Diskriminierung

Jeder Mensch hat Anspruch auf die selben Rechte und Freiheiten, ohne irgendeine Unterscheidung, wie etwa nach Rasse, Hautfarbe, Geschlecht, Sprache, Religion, politischer und sonstiger Überzeugung, nationaler oder sozialer Herkunft, nach Eigentum, Geburt oder sonstigen Umständen. (c) UN Photo/Mark Garten

Alle Menschen haben die gleichen Rechte. Was so einfach klingt, sieht in der Realität leider häufig völlig anders aus. Während kaum ein Recht so häufig beschworen wird, wie das Diskriminierungsverbot –und  fast alle Konventionen verfügen über eine Anti-Diskriminierungsklausel – werden täglich Menschen diskriminiert. Von Diskriminierung spricht man, wenn Menschen oder Gruppen aufgrund von ihrer Hautfarbe, ihrer Religion oder Weltanschauung, ihres Geschlechts, ihrer Zugehörigkeit zu einer sozialen Gruppe oder Status, ihre sexuellen Orientierung oder geschlechtlichen Identität oder aufgrund einer Behinderung ungleichbehandelt oder herabgewürdigt werden.  
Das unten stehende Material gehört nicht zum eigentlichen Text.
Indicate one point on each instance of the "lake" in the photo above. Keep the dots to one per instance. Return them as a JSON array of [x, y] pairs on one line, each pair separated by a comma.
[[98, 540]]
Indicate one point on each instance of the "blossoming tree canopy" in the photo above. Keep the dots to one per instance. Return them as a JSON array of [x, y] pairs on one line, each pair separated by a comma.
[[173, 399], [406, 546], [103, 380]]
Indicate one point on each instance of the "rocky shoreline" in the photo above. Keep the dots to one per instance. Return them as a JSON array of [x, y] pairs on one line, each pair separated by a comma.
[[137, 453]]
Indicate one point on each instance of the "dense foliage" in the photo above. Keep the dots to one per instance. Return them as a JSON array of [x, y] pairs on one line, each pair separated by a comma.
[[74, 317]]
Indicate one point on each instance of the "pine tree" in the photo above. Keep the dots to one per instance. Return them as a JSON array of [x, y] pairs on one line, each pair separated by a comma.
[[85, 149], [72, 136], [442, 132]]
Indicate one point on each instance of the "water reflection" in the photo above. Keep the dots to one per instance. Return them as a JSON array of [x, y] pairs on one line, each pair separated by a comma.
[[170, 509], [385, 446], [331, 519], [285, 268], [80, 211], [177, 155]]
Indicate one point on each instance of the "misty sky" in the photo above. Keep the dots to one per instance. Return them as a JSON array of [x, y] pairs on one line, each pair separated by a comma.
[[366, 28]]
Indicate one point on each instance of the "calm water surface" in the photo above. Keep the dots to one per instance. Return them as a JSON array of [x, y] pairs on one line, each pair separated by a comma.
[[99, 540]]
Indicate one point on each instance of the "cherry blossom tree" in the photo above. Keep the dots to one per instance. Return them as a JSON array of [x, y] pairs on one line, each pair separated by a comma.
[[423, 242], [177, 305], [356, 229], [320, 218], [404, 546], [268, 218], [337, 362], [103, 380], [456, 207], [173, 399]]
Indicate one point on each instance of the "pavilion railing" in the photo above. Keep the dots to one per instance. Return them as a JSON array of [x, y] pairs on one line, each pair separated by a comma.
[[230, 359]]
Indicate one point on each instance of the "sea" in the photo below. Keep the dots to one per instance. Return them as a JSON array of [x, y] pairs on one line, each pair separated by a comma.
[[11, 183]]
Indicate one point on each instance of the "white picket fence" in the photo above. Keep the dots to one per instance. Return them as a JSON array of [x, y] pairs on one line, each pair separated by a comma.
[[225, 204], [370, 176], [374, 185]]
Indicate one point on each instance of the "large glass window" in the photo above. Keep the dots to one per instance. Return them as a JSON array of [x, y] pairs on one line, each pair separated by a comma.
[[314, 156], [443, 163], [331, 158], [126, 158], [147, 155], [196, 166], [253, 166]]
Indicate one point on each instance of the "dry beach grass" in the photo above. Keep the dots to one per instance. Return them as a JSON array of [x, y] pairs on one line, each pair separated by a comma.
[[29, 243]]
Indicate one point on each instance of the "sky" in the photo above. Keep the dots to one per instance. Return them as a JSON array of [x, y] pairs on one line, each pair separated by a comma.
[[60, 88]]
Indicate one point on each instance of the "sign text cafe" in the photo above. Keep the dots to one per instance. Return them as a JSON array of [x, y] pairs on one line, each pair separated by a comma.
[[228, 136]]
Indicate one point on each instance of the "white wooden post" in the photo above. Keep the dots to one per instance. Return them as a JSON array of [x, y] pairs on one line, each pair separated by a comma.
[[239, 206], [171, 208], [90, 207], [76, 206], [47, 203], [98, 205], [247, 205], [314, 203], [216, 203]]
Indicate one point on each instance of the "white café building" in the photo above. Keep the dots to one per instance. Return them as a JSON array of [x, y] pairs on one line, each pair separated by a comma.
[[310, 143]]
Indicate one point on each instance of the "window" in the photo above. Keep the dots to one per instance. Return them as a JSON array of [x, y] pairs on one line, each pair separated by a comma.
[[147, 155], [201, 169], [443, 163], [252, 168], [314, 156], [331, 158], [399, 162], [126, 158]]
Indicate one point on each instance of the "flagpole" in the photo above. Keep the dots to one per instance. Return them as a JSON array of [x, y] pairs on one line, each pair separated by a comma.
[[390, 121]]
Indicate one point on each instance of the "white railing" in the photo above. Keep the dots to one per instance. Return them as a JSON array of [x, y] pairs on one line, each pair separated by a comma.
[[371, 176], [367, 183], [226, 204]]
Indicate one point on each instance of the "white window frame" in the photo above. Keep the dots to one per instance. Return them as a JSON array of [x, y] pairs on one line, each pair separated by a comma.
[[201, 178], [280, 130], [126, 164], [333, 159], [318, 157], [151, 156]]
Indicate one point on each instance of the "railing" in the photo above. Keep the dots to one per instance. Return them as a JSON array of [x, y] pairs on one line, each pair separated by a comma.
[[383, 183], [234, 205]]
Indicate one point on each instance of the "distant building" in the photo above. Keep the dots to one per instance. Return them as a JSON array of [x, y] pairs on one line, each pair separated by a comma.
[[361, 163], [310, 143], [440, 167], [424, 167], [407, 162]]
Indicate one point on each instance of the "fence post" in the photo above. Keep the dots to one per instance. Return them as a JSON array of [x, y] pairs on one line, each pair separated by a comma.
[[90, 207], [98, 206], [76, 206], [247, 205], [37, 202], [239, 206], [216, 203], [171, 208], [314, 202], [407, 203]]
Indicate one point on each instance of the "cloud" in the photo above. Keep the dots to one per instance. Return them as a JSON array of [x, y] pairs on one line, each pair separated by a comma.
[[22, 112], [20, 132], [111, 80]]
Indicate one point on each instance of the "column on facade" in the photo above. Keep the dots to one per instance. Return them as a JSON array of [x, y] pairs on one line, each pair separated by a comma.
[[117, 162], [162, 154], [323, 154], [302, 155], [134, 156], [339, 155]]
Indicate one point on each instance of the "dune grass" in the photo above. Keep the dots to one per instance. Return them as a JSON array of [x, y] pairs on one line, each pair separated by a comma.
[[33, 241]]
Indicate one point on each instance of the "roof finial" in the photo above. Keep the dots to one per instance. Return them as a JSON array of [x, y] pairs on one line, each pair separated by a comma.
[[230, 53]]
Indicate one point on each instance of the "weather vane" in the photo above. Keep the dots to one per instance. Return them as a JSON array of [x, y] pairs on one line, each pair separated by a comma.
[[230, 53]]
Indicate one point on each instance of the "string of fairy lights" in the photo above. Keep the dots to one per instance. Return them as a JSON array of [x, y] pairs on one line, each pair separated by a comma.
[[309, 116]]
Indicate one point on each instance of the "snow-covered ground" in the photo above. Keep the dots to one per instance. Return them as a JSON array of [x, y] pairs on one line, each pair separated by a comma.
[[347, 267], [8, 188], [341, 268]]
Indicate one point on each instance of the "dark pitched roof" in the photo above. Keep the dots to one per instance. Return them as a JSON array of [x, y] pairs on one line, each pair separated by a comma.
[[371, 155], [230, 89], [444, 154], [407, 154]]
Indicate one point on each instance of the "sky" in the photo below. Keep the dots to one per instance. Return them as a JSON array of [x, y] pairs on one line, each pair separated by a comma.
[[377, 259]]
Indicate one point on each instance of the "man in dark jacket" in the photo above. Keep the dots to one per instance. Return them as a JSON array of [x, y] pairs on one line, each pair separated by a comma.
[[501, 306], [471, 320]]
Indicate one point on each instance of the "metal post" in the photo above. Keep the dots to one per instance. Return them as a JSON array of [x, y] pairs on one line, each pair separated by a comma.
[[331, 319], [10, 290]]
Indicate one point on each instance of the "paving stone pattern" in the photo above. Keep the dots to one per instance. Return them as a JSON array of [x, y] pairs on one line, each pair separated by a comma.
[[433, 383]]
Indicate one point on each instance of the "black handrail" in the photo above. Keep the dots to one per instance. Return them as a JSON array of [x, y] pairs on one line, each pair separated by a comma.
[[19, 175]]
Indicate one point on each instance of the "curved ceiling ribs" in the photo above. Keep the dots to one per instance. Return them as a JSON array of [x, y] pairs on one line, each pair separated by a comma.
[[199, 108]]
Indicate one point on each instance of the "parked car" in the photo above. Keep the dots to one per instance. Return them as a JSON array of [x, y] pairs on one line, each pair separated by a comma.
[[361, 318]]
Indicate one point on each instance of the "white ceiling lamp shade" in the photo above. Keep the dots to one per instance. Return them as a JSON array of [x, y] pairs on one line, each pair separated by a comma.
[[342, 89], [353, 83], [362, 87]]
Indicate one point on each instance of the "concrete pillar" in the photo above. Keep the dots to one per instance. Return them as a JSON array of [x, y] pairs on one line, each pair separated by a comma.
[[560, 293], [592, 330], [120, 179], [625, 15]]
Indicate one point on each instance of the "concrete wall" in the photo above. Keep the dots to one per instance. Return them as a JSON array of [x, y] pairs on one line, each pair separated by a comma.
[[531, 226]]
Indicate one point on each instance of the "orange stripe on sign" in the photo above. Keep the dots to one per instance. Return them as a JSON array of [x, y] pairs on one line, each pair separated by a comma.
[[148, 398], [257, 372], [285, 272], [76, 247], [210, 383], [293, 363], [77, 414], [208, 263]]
Dabei kann Diskriminierung unterschiedliche Formen annehmen. Mal wird Mädchen und Frauen der Zugang zur Bildung verwehrt, mal können Mitglieder unterschiedlicher sozialer Gruppen nicht am politischen Leben teilhaben, mal werden religiöse Gruppen und Gemeinschaften verfolgt oder ihnen wird gar vollständig die Freiheit ihre Religion auszuüben aberkannt. Homosexuelle können in den meisten Ländern der Welt noch nicht gleichberechtigt heiraten oder werden aufgrund ihrer sexuellen Orientierung angefeindet oder verfolgt. Es gibt unzählige weitere Beispiele. Diskriminierung kann aber auch subtiler ausfallen.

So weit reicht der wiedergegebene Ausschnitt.